Plan B is a network of volunteers pursuing a rational, evidence based response to the climate crisis through strategic legal action. More specifically, Plan B revolves around a group of 11 concerned citizens aged between 9 and 79 who are taking the UK to court over their lack of action on climate change, and a wide network of people are supporting this mission on the intersection of activism, litigation & quixotic questing.
Plan B’s Perspective
Climate change is global in scale, and the solution must be global. Plan A was for the governments of the world to agree burden-sharing arrangements for keeping the world within the ‘global carbon budget’ consistent with avoiding the worst impacts of climate change (as they has succeeded in doing in addressing the threat from depletion of the ozone layer). More than a quarter of a century after the signing of the UN Framework Convention on Climate Change (UNFCCC) it is clear that Plan A is not working. Global emissions of greenhouse gases in 2017 were at an all time high. President Trump’s stance on the Paris Agreement only underscores the inability of the international political process to address this existential threat.
The challenge is substantial. Our economies are still largely underpinned by fossil fuels, and fossil fuel companies retain immense political influence and economic power. They have succeeded in confusing the public with misinformation campaigns, inducing public and political inertia. Meanwhile animal-based agriculture (and other factors) are causing deforestation on a vast scale, removing essential carbon sinks. While governments broadly agree on what needs to be done, there is no agreement on the division of responsibility, and no effective mechanism under the Paris Agreement for holding Parties to account.
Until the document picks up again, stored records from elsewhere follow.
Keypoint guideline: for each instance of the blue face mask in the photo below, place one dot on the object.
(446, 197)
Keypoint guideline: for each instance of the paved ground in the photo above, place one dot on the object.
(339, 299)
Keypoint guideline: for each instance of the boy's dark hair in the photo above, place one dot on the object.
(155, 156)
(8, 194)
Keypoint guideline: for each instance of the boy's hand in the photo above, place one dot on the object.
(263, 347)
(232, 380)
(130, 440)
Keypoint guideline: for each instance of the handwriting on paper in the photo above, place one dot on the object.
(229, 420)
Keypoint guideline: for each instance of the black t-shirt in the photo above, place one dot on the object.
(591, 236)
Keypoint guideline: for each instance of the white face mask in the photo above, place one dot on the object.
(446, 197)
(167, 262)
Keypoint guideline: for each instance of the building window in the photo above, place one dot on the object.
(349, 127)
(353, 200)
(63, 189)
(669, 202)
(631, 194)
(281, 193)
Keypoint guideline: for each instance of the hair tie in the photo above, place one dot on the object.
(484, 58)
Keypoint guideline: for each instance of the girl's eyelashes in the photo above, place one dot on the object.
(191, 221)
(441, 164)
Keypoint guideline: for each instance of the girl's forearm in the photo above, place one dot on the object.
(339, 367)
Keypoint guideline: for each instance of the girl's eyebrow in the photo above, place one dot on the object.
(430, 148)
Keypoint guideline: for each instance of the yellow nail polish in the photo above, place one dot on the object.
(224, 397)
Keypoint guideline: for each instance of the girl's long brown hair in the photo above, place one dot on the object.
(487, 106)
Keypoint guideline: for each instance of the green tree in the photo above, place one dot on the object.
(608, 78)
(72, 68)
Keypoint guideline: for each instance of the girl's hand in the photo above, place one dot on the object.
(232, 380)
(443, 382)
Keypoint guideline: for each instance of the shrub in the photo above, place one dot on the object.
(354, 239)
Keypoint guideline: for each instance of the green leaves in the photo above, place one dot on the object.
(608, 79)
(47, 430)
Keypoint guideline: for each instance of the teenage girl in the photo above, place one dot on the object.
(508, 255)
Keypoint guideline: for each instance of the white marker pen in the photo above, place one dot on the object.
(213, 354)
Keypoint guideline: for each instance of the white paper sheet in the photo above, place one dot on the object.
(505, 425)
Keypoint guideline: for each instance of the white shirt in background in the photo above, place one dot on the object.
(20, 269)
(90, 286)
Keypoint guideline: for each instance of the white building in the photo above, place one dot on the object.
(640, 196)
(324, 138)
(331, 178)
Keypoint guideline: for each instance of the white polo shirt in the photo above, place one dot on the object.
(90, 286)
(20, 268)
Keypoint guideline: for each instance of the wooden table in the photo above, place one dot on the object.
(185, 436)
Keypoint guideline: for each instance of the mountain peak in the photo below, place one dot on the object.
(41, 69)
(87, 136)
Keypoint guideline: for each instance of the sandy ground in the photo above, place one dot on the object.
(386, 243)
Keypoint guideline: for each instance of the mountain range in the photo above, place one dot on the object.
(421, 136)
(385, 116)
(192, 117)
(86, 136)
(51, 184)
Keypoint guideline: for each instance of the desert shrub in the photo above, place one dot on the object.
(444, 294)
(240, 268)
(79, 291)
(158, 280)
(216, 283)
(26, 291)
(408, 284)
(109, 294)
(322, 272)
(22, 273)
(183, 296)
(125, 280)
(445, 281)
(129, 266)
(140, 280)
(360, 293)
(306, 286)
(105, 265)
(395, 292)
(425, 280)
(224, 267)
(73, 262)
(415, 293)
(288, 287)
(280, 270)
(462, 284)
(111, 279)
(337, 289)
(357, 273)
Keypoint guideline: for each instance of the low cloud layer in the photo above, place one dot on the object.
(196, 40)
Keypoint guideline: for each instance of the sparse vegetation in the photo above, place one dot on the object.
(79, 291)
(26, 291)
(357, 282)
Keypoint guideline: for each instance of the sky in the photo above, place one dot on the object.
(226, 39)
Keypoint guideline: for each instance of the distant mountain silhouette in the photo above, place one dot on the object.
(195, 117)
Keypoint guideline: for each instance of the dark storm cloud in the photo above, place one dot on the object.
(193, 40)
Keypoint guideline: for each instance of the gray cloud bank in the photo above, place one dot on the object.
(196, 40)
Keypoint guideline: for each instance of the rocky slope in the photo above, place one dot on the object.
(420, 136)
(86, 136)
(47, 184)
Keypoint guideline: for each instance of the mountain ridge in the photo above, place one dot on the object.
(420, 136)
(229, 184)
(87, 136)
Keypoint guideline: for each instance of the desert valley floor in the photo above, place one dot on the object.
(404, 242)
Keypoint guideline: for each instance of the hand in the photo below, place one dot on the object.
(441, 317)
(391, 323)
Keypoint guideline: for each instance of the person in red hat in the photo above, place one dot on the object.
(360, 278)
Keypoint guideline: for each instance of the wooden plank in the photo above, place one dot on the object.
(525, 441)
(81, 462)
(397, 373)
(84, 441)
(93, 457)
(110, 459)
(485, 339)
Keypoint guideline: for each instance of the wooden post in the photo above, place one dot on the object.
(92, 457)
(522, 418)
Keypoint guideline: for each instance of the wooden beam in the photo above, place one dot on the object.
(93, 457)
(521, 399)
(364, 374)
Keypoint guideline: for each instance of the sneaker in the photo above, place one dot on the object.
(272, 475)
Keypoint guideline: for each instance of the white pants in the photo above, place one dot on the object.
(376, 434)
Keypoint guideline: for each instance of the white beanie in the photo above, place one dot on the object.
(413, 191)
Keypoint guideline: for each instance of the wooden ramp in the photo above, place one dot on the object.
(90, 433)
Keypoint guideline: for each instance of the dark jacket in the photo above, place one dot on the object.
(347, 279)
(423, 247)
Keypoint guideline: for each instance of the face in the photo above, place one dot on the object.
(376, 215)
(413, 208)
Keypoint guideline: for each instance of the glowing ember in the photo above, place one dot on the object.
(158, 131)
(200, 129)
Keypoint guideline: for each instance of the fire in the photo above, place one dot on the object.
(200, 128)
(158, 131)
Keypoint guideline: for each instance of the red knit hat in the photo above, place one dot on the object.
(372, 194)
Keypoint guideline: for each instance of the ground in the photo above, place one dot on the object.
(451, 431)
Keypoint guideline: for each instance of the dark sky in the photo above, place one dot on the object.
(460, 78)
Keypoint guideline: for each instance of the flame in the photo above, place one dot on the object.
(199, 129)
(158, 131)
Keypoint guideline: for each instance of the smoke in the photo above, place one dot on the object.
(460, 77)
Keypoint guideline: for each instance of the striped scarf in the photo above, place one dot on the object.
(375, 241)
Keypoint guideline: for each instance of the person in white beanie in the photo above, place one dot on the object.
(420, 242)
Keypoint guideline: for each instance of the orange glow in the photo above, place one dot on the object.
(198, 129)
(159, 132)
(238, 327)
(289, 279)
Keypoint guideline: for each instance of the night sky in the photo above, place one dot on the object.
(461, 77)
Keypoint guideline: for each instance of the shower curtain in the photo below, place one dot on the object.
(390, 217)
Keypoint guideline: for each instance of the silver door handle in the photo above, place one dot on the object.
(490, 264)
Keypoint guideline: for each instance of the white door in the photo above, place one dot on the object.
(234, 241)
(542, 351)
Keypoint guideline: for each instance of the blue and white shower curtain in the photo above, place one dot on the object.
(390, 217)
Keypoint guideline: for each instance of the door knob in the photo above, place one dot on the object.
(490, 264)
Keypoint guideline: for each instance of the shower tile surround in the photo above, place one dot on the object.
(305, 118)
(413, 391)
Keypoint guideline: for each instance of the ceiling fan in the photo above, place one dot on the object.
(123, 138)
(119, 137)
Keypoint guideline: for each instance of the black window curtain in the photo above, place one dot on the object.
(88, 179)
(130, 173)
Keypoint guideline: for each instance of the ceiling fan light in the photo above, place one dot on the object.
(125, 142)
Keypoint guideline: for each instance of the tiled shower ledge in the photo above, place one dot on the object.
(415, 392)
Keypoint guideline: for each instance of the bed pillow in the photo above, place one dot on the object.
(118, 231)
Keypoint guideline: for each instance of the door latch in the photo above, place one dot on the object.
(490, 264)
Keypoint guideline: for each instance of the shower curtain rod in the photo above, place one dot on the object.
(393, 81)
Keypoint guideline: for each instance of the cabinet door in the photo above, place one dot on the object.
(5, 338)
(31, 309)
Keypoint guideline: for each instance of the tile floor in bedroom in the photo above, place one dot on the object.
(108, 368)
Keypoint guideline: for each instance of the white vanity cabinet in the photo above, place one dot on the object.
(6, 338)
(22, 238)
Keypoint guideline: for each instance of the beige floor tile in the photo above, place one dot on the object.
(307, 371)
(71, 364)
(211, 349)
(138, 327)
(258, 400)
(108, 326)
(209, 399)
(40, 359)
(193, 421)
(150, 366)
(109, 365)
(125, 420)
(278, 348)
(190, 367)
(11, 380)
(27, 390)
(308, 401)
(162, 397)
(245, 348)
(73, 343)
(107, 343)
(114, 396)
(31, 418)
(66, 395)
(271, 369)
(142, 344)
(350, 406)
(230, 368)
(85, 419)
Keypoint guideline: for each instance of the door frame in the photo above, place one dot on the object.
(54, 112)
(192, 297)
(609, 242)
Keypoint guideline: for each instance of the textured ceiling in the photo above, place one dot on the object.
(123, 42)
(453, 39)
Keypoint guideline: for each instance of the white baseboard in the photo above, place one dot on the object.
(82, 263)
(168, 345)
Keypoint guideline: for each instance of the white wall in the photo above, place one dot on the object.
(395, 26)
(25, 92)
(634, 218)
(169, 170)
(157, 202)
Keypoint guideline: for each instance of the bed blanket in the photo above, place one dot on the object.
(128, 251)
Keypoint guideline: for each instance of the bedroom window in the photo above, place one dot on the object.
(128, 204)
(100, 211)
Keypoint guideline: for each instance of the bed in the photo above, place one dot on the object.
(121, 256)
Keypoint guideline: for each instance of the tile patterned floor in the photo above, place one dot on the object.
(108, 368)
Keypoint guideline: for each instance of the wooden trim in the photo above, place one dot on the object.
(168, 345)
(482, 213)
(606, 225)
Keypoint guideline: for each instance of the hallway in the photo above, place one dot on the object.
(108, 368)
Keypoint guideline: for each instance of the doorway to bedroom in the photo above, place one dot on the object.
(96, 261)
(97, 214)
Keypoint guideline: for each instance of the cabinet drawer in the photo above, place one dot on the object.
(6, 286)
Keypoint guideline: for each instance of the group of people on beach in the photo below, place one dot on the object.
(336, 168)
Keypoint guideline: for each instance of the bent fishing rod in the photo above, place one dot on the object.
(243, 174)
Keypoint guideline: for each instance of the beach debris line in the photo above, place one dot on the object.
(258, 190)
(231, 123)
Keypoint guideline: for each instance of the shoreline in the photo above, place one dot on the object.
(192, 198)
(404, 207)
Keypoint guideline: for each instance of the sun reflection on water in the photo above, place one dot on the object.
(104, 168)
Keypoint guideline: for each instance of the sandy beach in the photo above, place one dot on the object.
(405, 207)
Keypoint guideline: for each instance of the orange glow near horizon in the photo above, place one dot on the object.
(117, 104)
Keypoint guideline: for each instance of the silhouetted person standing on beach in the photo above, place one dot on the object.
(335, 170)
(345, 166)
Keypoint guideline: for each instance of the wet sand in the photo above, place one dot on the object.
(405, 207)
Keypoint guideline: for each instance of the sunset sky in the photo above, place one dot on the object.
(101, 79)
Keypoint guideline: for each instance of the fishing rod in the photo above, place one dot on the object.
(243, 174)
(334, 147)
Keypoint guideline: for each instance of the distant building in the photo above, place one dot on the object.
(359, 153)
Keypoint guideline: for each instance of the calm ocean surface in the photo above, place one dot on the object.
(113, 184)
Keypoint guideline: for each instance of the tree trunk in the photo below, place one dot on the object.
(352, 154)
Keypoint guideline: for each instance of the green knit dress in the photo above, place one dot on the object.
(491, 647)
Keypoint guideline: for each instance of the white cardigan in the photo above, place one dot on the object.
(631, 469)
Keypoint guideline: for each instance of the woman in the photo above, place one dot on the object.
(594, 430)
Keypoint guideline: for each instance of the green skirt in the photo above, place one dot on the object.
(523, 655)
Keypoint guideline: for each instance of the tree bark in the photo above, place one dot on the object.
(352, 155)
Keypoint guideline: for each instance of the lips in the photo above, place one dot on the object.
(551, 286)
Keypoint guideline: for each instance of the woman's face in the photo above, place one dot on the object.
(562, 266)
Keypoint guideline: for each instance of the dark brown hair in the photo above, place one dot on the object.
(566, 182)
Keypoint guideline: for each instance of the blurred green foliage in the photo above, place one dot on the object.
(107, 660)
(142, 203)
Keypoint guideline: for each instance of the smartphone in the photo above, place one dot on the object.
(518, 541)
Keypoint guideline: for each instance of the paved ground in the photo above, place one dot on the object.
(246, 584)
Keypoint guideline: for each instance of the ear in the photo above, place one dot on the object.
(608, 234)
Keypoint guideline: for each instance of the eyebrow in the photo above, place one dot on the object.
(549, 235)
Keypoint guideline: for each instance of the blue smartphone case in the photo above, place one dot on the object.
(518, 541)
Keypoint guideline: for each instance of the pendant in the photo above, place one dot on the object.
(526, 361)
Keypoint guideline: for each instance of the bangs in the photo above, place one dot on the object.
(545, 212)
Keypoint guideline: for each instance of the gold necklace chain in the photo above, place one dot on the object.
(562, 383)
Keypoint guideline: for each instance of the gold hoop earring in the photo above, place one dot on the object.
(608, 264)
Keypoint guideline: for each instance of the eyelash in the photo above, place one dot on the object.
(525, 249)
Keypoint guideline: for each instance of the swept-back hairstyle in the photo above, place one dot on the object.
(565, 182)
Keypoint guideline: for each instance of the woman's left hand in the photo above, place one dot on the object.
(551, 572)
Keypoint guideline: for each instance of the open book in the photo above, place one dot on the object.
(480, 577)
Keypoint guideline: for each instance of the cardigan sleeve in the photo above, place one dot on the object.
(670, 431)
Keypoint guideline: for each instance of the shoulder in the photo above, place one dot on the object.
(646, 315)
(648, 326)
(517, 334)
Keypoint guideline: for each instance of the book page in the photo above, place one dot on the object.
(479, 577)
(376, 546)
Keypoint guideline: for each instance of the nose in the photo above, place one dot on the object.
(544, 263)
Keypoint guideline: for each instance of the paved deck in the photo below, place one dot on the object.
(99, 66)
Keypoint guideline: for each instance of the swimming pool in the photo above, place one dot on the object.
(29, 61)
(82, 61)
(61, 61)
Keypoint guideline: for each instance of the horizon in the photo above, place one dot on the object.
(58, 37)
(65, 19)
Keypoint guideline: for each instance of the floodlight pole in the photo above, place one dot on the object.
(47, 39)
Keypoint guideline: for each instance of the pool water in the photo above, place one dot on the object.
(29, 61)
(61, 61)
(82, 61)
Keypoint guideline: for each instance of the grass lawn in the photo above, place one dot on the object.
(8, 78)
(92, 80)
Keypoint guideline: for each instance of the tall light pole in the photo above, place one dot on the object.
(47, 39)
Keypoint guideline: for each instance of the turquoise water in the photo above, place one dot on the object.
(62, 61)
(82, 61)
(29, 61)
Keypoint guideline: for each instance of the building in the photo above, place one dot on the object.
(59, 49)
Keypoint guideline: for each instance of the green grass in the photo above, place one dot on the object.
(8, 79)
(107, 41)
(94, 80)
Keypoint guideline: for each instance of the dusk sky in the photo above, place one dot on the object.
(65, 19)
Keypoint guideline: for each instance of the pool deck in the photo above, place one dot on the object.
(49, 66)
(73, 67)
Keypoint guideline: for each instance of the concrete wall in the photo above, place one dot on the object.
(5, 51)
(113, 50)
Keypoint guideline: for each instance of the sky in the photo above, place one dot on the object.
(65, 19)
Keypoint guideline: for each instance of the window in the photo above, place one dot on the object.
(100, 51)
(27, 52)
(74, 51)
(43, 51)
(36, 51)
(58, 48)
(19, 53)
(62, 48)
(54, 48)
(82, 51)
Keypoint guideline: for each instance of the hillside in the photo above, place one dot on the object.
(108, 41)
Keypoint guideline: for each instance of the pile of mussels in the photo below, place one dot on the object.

This ‘accountability gap’ must be closed and closed urgently.
‘Plan B’ is to advance a grassroots, broad-based political movement using strategic legal-action to hold governments and corporates to account for their climate change inaction. In the 2 years since Plan B came into existence the movement has snow-balled. Citizens are bringing actions against Governments from the USA to Uganda, Ireland to Colombia, and the UK to India; while the Mayor of New York City, Bill de Blasio, is suing major oil companies for the costs of safety-guarding the city from climate-induced flooding.
The Guerrilla Grant
In the last 2 years Plan B has developed an innovative and sustainable low cost model of working, a network of expert volunteers which has proved immensely productive, since in a mere couple of years they have:
*commenced a globally significant legal action against the UK Government
*published a peer-reviewed analytical framework for the accountability of all countries for the Paris Agreement temperature goal.
*developed and published a website of legal and analytical resources visited nearly 50,000 times last year
*presented to the UNFCCC, UNEP and the Commonwealth Secretariat
*made a major contribution to the investigation of the Philippines Human Rights Commission
*developed collaborative working arrangements with organisations such as Greenpeace International, Avaaz and Friends of the Earth
*raised awareness of climate litigation through articles published by the BBC, the Guardian, Vice, Slate Magazine and others
*helped to established the Climate Action Movement of students in the UK
Our support is going to be channeled entirely into the Plan B approach, litigation as activism, in other words covering legal fees to continue their flagship action which is the main court case itself. Legal action is costly, so in order to continue the charges against the UK Government, the movement needs all the funding support they can get. Costs are not entirely predictable and they have already exceeded the original estimate. In addition, they have to provide against a potential costs liability if they lose, i.e. more money is needed if they don’t win. They have crowdfunded so far, received ad hoc individual donations and Plan B leader Tim Crosland is personally investing in this initiative – to such a degree that one cannot help but be humbled and inspired by how much one person is sticking out their neck & pouring sweat, blood and tears, so disproportionately to the rest of us, while we’re all in the same boat (which is of course a gross generalisation, since marginalised communities, especially in the global south are due to bear much larger a burden of climate change than Europeans for instance).